Former Speaker of the House Nancy Pelosi and Democratic Senator Chuck Schumer say they’ve brokered a deal with Trump for a replacement for the Deferred Action for Childhood Arrivals (DACA) program. The current program, created by President Obama, allowed undocumented immigrants who had been brought to the United States as children a way to attend college, work, and otherwise carry on their lives in the United States.

Trump won’t go as far as to say he’s made a deal, but confirms discussing DACA with Schumer and Pelosi. He also confirms that he’s willing to support a legislative solution for Dreamers in exchange for enhanced border security measures. Those measures will not include funding for the wall.

The announcement that Trump was ending the DACA program met with disapproval from all corners.
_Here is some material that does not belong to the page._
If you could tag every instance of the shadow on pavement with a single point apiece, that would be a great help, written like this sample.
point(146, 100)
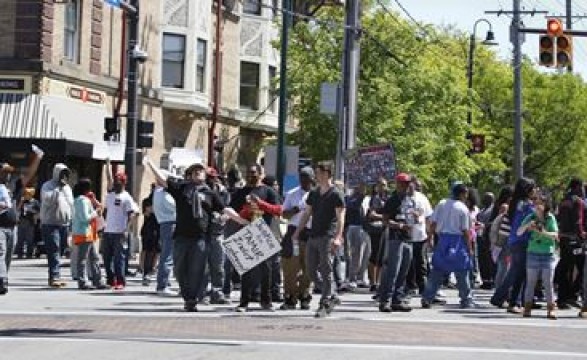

The vast majority of Americans of all political persuasions, including Trump supporters, favor allowing Dreamers a path to citizenship or an opportunity to become permanent legal residents. The outcry has been primarily on humanitarian grounds: Dreamers were brought to this country as children, and many don’t remember any other home. Deporting them would, in many cases, mean sending a young adult to an unfamiliar country with no knowledge of the country, no family or contacts, and who may even be unable to speak the language.

It turns out, though, that Dreamers aren’t the only ones who would be hurt by ending DACA.

The Economic Impact of Deporting Dreamers

Earlier this year, fellows from the CATO Institute released a report projecting that ending DACA would cost the federal government alone $60 billion in the ten years following its repeal. The overall economic cost was estimated at more than $200 billion over a decade. One reason they expect that ending DACA would be so expensive for the U.S. is that it is unlikely that the U.S. would invest the resources necessary to actually deport the more than 750,000 DACA registrants. In other words, these currently productive members of society would again become undocumented immigrants and unable to continue their educations and career paths. Instead, they would be driven underground, into low-paying, off-the-books jobs.

Another report, released by the Center for American Progress in August, projects that if the DACA program ends, 1,400 people currently working will become ineligible for employment each day. This exodus could cost U.S. employers $2 billion in the first two years.

Dreamers Contribute to More than the Economy

The economic impact of either deporting Dreamers or simply terminating the program without an alternative would be significant. However, there’s more than just money at stake.

As tens of thousands of working Dreamers lose their work authorization, some U.S. industries may face a serious shortage of qualified employees. Of particular concern is the healthcare sector, where demand for services is expected to grow as baby boomers age. This increased demand is expected to necessitate the addition of hundreds of thousands of healthcare workers across the next decade.

About 20% of employed Dreamers work in the healthcare industry, and their concentration is even greater in some geographic areas. For example, about 25% of home healthcare workers across the U.S. are immigrants. However, that number is significantly higher in some of our most populous states: about 50% in California and more than 65% in New York.

The U.S. can ill afford to lose qualified healthcare workers, let alone at a rate of 6,000 or more each month.

The Bottom Line on DACA

Rescinding DACA without a legislative alternative will hurt the nearly 800,000 young adults working and studying in the United States under the program. It will hurt the federal government’s budget, and reduce state and local tax revenues. It will leave key industries short of competent workers, and will increase the number of immigrants in the underground economy, working low-paying jobs and not paying income taxes.

With more than 75% of the country supporting citizenship or permanent legal residence for Dreamers and the high economic and social cost of terminating the program, there is simply no upside to repealing DACA without providing an alternative. The only potential benefit of Trump’s decision to end DACA is that Congress now has a powerful incentive to offer Dreamers something better than deferred action—a pathway to citizenship or permanent legal residence.